Hill just gave it a more personal twist. Why shouldn’t he want to fall in love and be carried away for a while in the reverie of romance? Don’t we all? Here’s a guy who went to work at age nine, contracted tuberculosis, went on the tramp to survive and worked an endless stream of low-paying jobs. Why not dream of taking flight above this dreary earth with your gal and soar above the troubles below? Sounds like fun to me.

What is it about Hill that makes his legacy resonate so widely?

Obviously, the injustice of his arrest, trial, and execution continues to resonate, especially when a day doesn’t pass without some prisoner being released from prison after new evidence or DNA tests exonerated him or her.

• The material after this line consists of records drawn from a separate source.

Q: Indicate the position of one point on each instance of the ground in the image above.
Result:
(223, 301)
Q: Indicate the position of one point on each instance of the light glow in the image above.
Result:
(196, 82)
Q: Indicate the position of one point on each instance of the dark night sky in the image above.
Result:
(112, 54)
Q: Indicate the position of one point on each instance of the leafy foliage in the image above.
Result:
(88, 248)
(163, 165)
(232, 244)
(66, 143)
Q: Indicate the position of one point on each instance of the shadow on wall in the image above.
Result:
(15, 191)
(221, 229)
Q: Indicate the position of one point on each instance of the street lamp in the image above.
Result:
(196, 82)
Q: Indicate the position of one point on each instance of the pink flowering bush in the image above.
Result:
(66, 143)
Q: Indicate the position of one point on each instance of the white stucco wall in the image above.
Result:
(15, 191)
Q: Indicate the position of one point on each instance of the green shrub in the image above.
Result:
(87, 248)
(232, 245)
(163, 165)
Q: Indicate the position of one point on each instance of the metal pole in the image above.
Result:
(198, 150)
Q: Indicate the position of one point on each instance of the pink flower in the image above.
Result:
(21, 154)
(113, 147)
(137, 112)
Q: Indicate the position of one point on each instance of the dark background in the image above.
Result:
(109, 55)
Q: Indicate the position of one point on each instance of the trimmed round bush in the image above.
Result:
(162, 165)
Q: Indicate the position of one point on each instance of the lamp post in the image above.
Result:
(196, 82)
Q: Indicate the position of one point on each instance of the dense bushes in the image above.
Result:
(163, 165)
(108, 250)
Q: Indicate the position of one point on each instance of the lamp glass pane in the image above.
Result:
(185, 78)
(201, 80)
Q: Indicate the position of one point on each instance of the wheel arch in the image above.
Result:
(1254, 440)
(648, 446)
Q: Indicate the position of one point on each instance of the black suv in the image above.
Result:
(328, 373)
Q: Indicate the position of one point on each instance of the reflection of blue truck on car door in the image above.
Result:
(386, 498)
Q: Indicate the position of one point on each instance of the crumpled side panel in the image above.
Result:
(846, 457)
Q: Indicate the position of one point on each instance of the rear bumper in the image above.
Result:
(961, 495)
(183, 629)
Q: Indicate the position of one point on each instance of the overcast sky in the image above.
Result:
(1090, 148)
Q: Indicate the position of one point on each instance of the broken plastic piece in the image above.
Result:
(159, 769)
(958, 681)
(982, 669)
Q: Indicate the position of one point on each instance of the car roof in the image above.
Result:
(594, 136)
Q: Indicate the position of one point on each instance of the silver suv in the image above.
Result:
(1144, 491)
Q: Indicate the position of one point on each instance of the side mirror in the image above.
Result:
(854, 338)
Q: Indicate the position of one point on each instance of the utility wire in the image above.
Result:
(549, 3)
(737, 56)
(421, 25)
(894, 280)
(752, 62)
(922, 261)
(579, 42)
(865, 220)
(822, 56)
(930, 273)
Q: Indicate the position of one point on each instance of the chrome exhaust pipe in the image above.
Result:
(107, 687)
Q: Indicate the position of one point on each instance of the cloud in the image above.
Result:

Beyond that obvious point, I think there are many people who hear his songs and immediately sense that the issues raised by Hill and other Wobbly bards remain important to our national discussion, including decent wages and working conditions, immigrant rights, discrimination based on race, the oppression of women, the right to form a union and the right to free speech.

I have to admit, however, that I’m often bewildered by conservative labor leaders in the USA who pull out Hill’s legacy when it’s convenient and make positive comments about him. If he were around today, they’d throw him out of their conventions in a minute.

I also think there’s considerable appeal to Hill’s personal demeanor throughout the trial. He died a heroic, noble death—something few people can claim for their lives. He gave his life for the cause, and his trial and execution played out in the international media of the day. He’s a romantic character of the type that is more common in early movies than in reality.